Tile Selection Process

Choosing the right tiles is crucial to creating an engaging and coherent game world. Word2World uses a pre-defined dataset of tiles for the environment and characters. These tiles are described and labeled manually to optimize retrieval. DistilBERT, a smaller, faster version of BERT, is used to find the most relevant tiles via cosine similarity based on these descriptions.

LLM Agents as Game Testers

An interesting aspect of Word2World is the use of LLM agents as evaluators to simulate playing the game. These agents generate action sequences (like moving up, down, left, right, picking objects, and hitting enemies) to test if the generated levels are playable.

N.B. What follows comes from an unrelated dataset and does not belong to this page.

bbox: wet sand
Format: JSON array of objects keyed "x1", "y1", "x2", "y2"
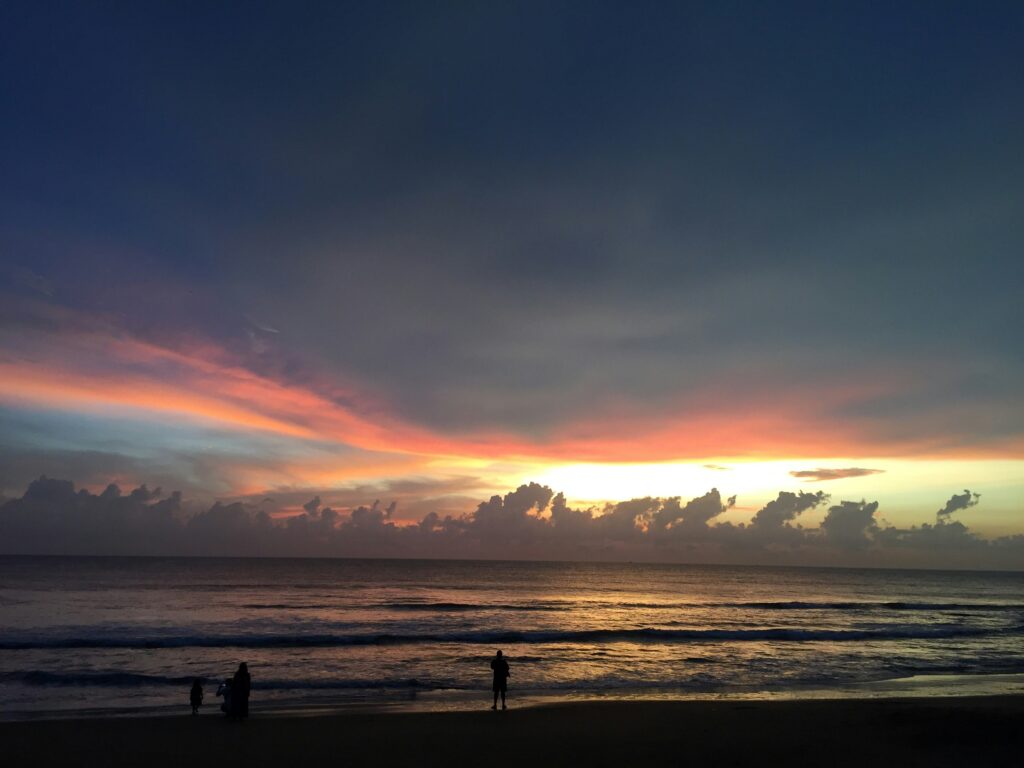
[{"x1": 0, "y1": 696, "x2": 1024, "y2": 768}]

Their ability is assessed by the rewards they receive for correctly performing tasks in the game environment.

Evaluation of Word2World

The robustness of Word2World is demonstrated through various evaluations:

  • LLM-based Evaluations: These assess the coherence of the game world with the narrative.
  • Conventional PCG Checks:
    • Playability checks using an AStar agent.
    • Path length measurements.
    • Novelty assessments based on differences from previously generated worlds.
    • Accuracy checks for the placement of character and important tiles.

Experimental Insights

Word2World was tested across multiple runs, revealing some interesting findings:

  • The method consistently generates coherent and playable worlds.
  • Ablation studies (where specific steps are removed) show that every component in Word2World's multi-step process crucially contributes to its performance. For instance, omitting goal extraction or important tile extraction significantly hampers the quality of generated levels.
  • Different LLMs were compared, with larger models (like GPT-4 and Claude-3) generally outperforming smaller variants in terms of novelty and coherence.

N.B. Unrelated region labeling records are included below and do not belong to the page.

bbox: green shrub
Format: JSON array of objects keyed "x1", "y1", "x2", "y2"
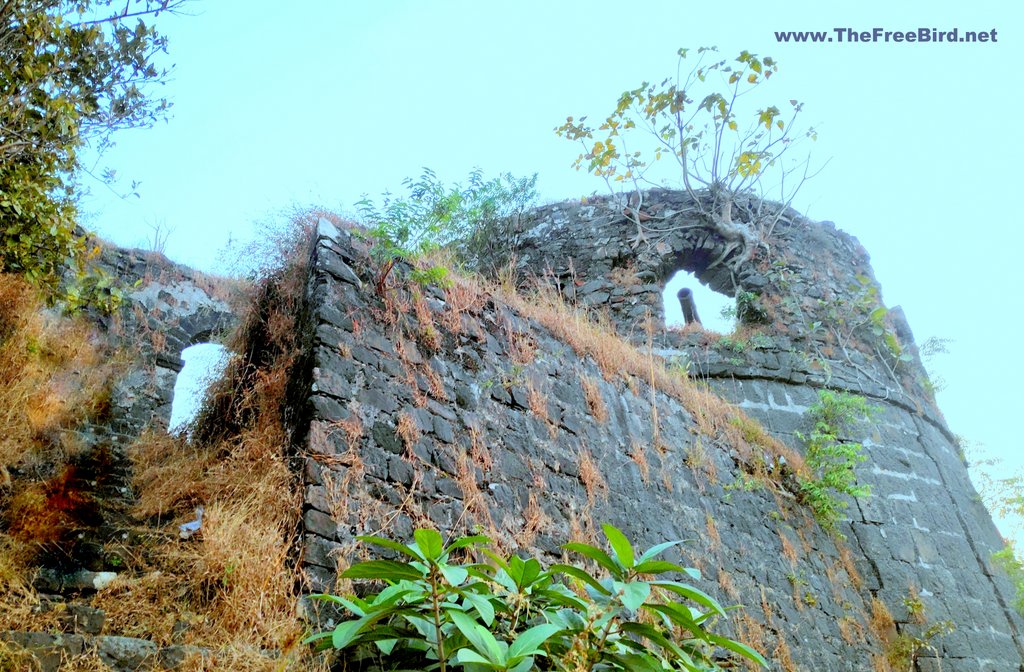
[
  {"x1": 992, "y1": 543, "x2": 1024, "y2": 616},
  {"x1": 796, "y1": 389, "x2": 871, "y2": 530},
  {"x1": 307, "y1": 524, "x2": 767, "y2": 672},
  {"x1": 0, "y1": 0, "x2": 183, "y2": 310},
  {"x1": 355, "y1": 168, "x2": 537, "y2": 293}
]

Broader Implications and Future Directions

Practical Implications

The practical implications of Word2World are vast for both the gaming industry and the research community. For the gaming industry, it offers a tool to rapidly prototype game levels based on narrative inputs, significantly reducing development time and cost. For researchers, Word2World provides diverse environments that can be used for various AI and machine learning experiments, especially in reinforcement learning.

Theoretical Implications

From a theoretical perspective, Word2World bridges a gap between narrative generation and computational game creativity. It provides a new framework to explore how stories can be translated into structured, interactive environments, potentially setting new benchmarks for narrative-driven game development.

Future Developments

There's a lot of potential for expanding Word2World:

  • Different Game Genres: Adapting the system for 2D platformers or 3D environments.
  • Open-World Games: Creating expansive, open-world environments based on storybooks or other narrative formats.
  • Reinforcement Learning: As Word2World can generate diverse and coherent environments, it could be a valuable tool for open-ended learning and other advanced AI experiments.

Word2World represents a significant step forward in using LLMs for procedural content generation, making it easier than ever to turn imaginative stories into interactive game worlds. As this technology develops, we can expect even more innovative solutions for creating rich, engaging virtual environments.